Poster Number 428
Wednesday, 8 October 2008
George R. Brown Convention Center, Exhibit Hall E
Ammonia volatilization is the primary route for nitrogen loss from cattle feedlots. An additional, but poorly studied mechanism in feedlots is aerobic nitrification. The objective of this study was to characterize the spatial and temporal variation in ammonia-oxidizing bacteria (AOB) and nitrite-oxidizing bacteria (NOB) in the context of the larger bacterial community for a cattle feedlot pen in central
Nebraska. Soil samples were collected over a nine-month period from three sites within a cattle feedlot pen (feed bunk, central mound, and down gradient) and at three depths, unconsolidated surface material, shallow compacted surface material (0 to 10 cm), and deep compacted surface material (10 to 20 cm).
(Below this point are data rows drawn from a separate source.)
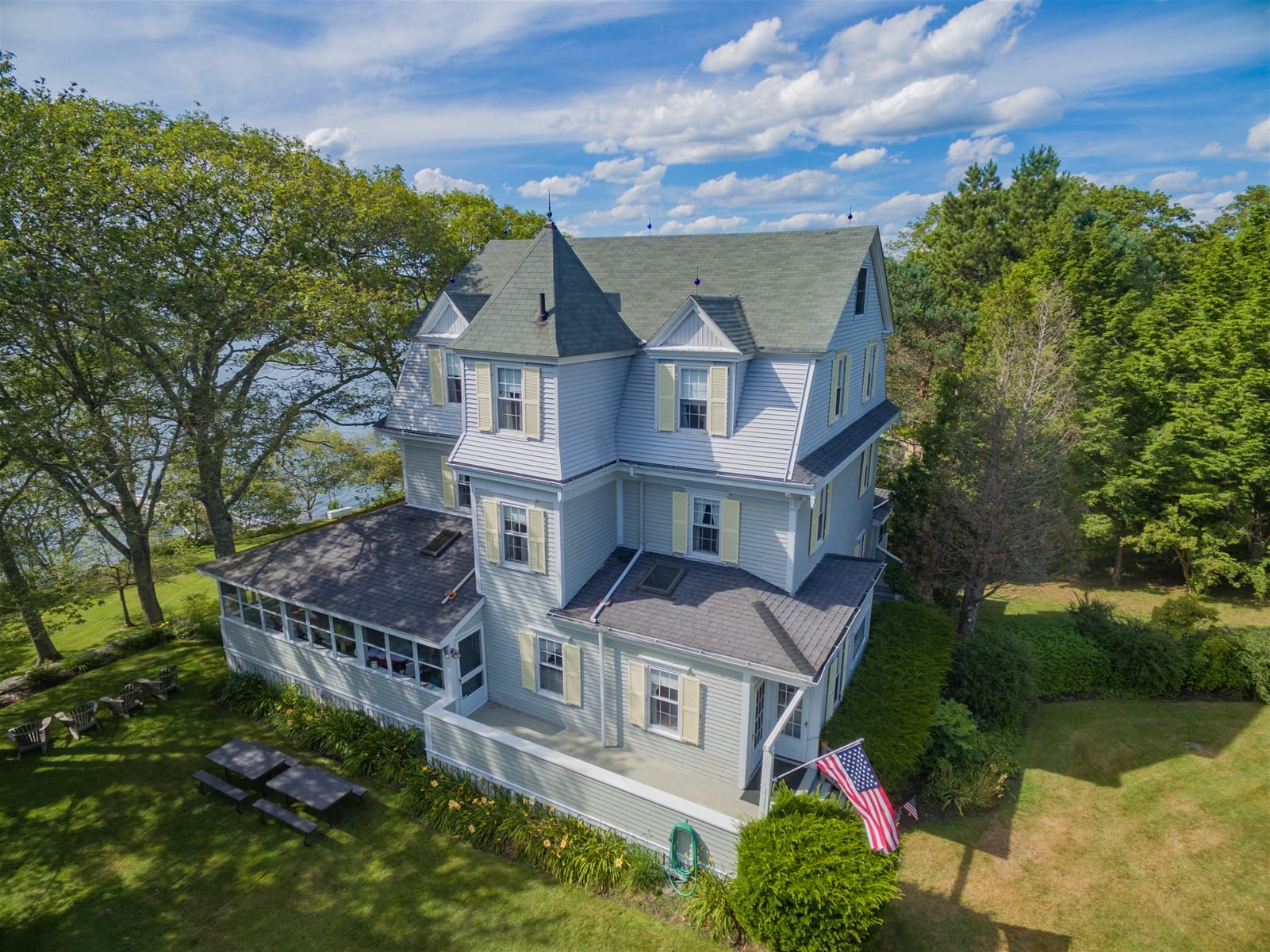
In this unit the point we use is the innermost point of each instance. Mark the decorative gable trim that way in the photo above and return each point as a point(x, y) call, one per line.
point(691, 330)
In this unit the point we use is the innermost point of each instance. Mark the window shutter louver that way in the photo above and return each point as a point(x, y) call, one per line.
point(447, 486)
point(538, 541)
point(635, 679)
point(493, 531)
point(484, 397)
point(528, 662)
point(666, 397)
point(716, 401)
point(690, 710)
point(573, 676)
point(532, 401)
point(680, 524)
point(437, 376)
point(729, 531)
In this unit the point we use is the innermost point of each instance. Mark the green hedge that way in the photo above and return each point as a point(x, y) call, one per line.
point(807, 877)
point(896, 689)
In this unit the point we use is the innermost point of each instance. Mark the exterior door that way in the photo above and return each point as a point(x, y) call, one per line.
point(471, 673)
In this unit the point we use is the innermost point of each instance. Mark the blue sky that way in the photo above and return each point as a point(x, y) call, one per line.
point(705, 116)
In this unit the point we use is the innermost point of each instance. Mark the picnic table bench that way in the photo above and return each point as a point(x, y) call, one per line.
point(207, 781)
point(282, 816)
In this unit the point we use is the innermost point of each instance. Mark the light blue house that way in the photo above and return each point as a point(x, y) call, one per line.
point(635, 564)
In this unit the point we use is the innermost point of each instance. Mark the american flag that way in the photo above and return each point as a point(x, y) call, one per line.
point(851, 771)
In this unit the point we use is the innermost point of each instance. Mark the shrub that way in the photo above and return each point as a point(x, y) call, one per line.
point(1067, 663)
point(1183, 616)
point(709, 909)
point(995, 674)
point(894, 692)
point(807, 879)
point(1145, 660)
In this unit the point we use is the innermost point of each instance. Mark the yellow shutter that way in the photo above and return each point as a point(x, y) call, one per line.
point(834, 387)
point(484, 397)
point(729, 531)
point(690, 710)
point(532, 401)
point(489, 509)
point(528, 662)
point(666, 397)
point(680, 524)
point(437, 376)
point(447, 486)
point(573, 676)
point(828, 687)
point(538, 539)
point(716, 401)
point(635, 679)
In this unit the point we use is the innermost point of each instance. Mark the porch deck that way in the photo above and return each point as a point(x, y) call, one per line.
point(654, 774)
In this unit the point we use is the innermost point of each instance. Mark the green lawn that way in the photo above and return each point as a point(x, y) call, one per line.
point(1123, 837)
point(107, 844)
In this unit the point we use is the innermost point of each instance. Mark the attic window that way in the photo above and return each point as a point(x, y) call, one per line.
point(662, 581)
point(442, 541)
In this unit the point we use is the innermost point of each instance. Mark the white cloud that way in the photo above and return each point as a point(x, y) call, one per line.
point(340, 143)
point(850, 162)
point(798, 186)
point(553, 186)
point(964, 152)
point(761, 44)
point(435, 181)
point(1259, 139)
point(701, 226)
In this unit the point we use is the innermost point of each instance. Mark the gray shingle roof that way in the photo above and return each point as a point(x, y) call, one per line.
point(822, 461)
point(650, 276)
point(729, 314)
point(367, 568)
point(581, 317)
point(731, 613)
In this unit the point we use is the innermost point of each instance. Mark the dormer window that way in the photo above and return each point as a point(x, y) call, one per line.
point(454, 378)
point(693, 382)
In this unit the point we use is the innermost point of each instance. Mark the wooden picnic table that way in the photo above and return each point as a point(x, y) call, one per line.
point(247, 759)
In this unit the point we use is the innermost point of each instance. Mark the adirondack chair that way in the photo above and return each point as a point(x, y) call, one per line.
point(167, 682)
point(79, 720)
point(29, 736)
point(130, 700)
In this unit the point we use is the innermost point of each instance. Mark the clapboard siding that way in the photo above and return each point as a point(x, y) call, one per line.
point(764, 429)
point(854, 334)
point(346, 682)
point(765, 539)
point(511, 452)
point(589, 535)
point(591, 393)
point(412, 403)
point(422, 465)
point(570, 785)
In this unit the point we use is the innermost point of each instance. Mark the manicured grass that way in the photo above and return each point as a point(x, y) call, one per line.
point(1123, 837)
point(106, 843)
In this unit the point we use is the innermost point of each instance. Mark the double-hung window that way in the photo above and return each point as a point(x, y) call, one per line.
point(693, 391)
point(511, 395)
point(454, 378)
point(784, 696)
point(551, 666)
point(516, 535)
point(663, 700)
point(705, 526)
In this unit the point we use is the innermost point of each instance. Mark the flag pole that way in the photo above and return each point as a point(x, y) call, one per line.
point(828, 753)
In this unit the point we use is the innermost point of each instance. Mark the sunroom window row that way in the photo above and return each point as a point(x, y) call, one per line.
point(390, 654)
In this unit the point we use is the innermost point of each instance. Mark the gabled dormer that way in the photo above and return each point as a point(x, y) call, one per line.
point(700, 355)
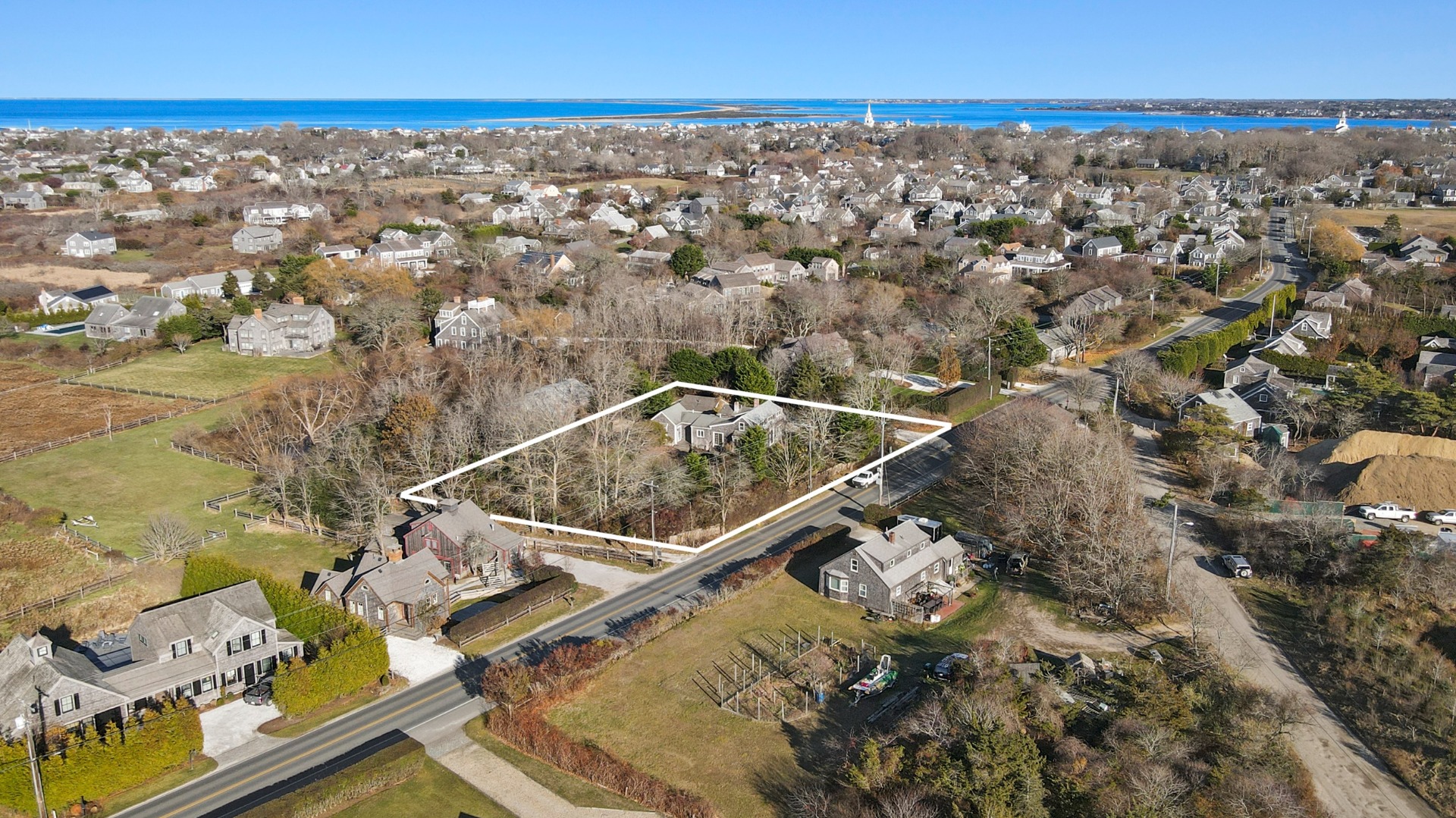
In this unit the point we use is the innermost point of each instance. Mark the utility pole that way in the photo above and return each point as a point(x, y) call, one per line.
point(1172, 546)
point(651, 490)
point(884, 473)
point(34, 764)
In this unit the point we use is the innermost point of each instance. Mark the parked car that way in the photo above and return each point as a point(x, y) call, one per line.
point(946, 666)
point(259, 693)
point(1386, 511)
point(1017, 563)
point(1238, 566)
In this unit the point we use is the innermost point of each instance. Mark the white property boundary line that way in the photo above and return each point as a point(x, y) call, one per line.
point(941, 427)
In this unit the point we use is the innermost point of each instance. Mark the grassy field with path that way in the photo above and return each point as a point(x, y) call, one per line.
point(206, 370)
point(577, 791)
point(435, 792)
point(650, 710)
point(126, 481)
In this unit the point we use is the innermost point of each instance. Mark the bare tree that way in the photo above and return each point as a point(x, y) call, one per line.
point(1082, 386)
point(168, 536)
point(1131, 367)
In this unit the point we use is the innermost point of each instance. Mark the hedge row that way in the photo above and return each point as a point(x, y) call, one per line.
point(346, 653)
point(389, 767)
point(36, 318)
point(551, 582)
point(93, 766)
point(1294, 364)
point(296, 610)
point(1430, 325)
point(1183, 357)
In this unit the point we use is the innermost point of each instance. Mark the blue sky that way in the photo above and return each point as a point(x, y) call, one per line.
point(742, 50)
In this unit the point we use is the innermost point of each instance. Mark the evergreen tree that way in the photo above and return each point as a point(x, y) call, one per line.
point(691, 367)
point(1019, 345)
point(696, 463)
point(949, 367)
point(807, 381)
point(688, 259)
point(753, 447)
point(739, 368)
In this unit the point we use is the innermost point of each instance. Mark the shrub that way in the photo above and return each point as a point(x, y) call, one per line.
point(551, 582)
point(389, 767)
point(529, 732)
point(96, 764)
point(877, 516)
point(347, 654)
point(1183, 357)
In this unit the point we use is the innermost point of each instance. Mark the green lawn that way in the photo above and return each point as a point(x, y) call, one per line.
point(981, 409)
point(206, 370)
point(126, 481)
point(584, 596)
point(577, 791)
point(133, 797)
point(650, 710)
point(435, 792)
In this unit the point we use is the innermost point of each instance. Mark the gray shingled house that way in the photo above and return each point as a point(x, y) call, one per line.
point(899, 572)
point(293, 331)
point(193, 648)
point(121, 324)
point(710, 422)
point(392, 594)
point(447, 530)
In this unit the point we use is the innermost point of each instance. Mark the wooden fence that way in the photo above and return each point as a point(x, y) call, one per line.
point(528, 610)
point(254, 520)
point(216, 504)
point(159, 393)
point(625, 555)
point(96, 433)
point(66, 597)
point(196, 452)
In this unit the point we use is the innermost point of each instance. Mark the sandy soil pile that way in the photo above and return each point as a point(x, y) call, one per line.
point(1413, 481)
point(1366, 444)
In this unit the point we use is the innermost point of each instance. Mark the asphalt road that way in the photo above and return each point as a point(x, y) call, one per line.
point(354, 735)
point(1291, 270)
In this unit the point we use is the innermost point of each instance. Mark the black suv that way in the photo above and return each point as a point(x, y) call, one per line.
point(259, 693)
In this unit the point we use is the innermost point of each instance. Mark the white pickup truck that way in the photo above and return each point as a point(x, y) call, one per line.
point(1386, 511)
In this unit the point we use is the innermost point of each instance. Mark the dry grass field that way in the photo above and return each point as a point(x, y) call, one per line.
point(52, 411)
point(15, 373)
point(1435, 223)
point(73, 277)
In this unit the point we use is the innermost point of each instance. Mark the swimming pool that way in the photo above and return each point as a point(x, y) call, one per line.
point(64, 329)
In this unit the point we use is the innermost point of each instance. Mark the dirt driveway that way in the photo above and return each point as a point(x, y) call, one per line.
point(1348, 779)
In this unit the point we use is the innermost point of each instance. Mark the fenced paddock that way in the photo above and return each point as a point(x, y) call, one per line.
point(783, 674)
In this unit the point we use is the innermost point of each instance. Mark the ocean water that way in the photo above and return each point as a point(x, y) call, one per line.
point(246, 114)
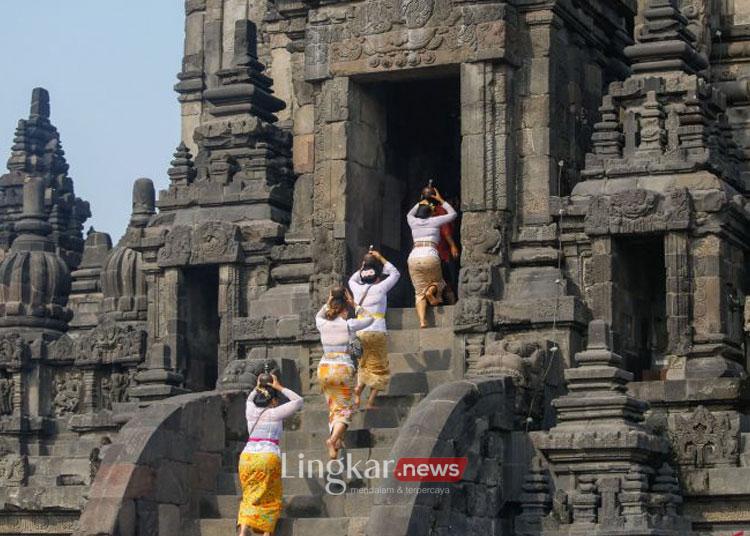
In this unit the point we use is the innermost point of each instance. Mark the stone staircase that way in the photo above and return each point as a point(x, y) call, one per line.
point(420, 360)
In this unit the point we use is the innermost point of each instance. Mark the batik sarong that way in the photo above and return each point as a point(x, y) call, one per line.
point(426, 272)
point(260, 478)
point(337, 383)
point(374, 369)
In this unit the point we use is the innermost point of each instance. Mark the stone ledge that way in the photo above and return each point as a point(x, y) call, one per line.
point(153, 461)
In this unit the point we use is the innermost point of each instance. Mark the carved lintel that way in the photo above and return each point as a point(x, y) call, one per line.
point(639, 211)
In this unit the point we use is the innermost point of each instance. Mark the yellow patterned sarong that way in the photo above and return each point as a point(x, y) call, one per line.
point(260, 478)
point(425, 272)
point(337, 383)
point(374, 369)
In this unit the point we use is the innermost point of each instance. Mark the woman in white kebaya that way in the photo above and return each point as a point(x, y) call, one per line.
point(370, 286)
point(424, 261)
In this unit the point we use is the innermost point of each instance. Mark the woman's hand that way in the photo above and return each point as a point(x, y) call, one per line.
point(455, 252)
point(349, 298)
point(276, 384)
point(437, 195)
point(375, 253)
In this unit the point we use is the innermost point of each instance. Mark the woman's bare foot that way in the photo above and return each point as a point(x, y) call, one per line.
point(371, 399)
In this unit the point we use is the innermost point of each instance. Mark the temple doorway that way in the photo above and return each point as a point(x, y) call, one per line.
point(407, 133)
point(640, 283)
point(201, 316)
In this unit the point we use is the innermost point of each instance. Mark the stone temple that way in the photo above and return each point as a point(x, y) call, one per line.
point(593, 371)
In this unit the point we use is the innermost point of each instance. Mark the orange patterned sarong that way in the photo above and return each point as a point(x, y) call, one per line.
point(337, 383)
point(374, 369)
point(260, 478)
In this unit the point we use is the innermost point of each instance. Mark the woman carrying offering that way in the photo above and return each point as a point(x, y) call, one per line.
point(260, 461)
point(424, 261)
point(336, 368)
point(370, 286)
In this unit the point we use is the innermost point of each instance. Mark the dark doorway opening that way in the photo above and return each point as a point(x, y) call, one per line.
point(201, 314)
point(641, 304)
point(416, 128)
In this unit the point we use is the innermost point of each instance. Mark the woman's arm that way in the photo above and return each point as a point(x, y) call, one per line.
point(287, 409)
point(356, 324)
point(411, 215)
point(392, 276)
point(448, 217)
point(321, 317)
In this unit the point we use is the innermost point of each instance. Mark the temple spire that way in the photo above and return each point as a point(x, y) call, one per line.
point(664, 43)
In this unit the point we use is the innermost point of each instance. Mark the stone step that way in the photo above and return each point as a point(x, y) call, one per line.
point(405, 383)
point(414, 340)
point(428, 360)
point(333, 526)
point(380, 417)
point(228, 483)
point(353, 438)
point(225, 506)
point(406, 318)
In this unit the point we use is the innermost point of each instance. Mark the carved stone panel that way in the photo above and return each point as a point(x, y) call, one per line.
point(705, 438)
point(68, 392)
point(111, 343)
point(13, 350)
point(639, 211)
point(385, 35)
point(212, 242)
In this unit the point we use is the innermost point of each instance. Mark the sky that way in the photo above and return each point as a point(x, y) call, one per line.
point(109, 66)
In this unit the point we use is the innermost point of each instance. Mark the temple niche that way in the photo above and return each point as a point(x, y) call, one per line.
point(593, 370)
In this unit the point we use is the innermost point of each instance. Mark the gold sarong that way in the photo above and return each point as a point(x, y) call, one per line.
point(337, 383)
point(425, 272)
point(373, 365)
point(260, 478)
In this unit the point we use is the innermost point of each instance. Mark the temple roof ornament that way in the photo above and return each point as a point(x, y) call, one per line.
point(34, 279)
point(664, 42)
point(37, 152)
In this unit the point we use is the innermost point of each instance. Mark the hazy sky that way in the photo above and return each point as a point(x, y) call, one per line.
point(109, 66)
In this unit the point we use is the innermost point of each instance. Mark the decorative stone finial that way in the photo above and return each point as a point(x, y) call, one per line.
point(663, 42)
point(182, 171)
point(245, 43)
point(40, 103)
point(244, 88)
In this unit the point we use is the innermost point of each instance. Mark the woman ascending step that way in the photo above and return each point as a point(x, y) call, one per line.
point(336, 368)
point(260, 461)
point(370, 286)
point(424, 261)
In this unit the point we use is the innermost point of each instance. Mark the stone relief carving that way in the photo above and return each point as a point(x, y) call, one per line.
point(705, 438)
point(211, 242)
point(394, 34)
point(121, 383)
point(112, 342)
point(7, 387)
point(473, 314)
point(483, 236)
point(525, 363)
point(638, 211)
point(115, 389)
point(215, 242)
point(177, 246)
point(105, 392)
point(68, 390)
point(13, 349)
point(13, 468)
Bacterial diversity was investigated by PCR/DGGE analysis. The general bacterial community showed the strongest group separation by pen site and date, but showed poor grouping by soil depth. The AOB and NOB communities also showed similar patterns of strongest grouping by pen site and date, but showed a tendency to group by soil depth. This investigation indicates that the larger bacterial community, as well as the nitrifier community, was spatiotemporally dynamic and diverse.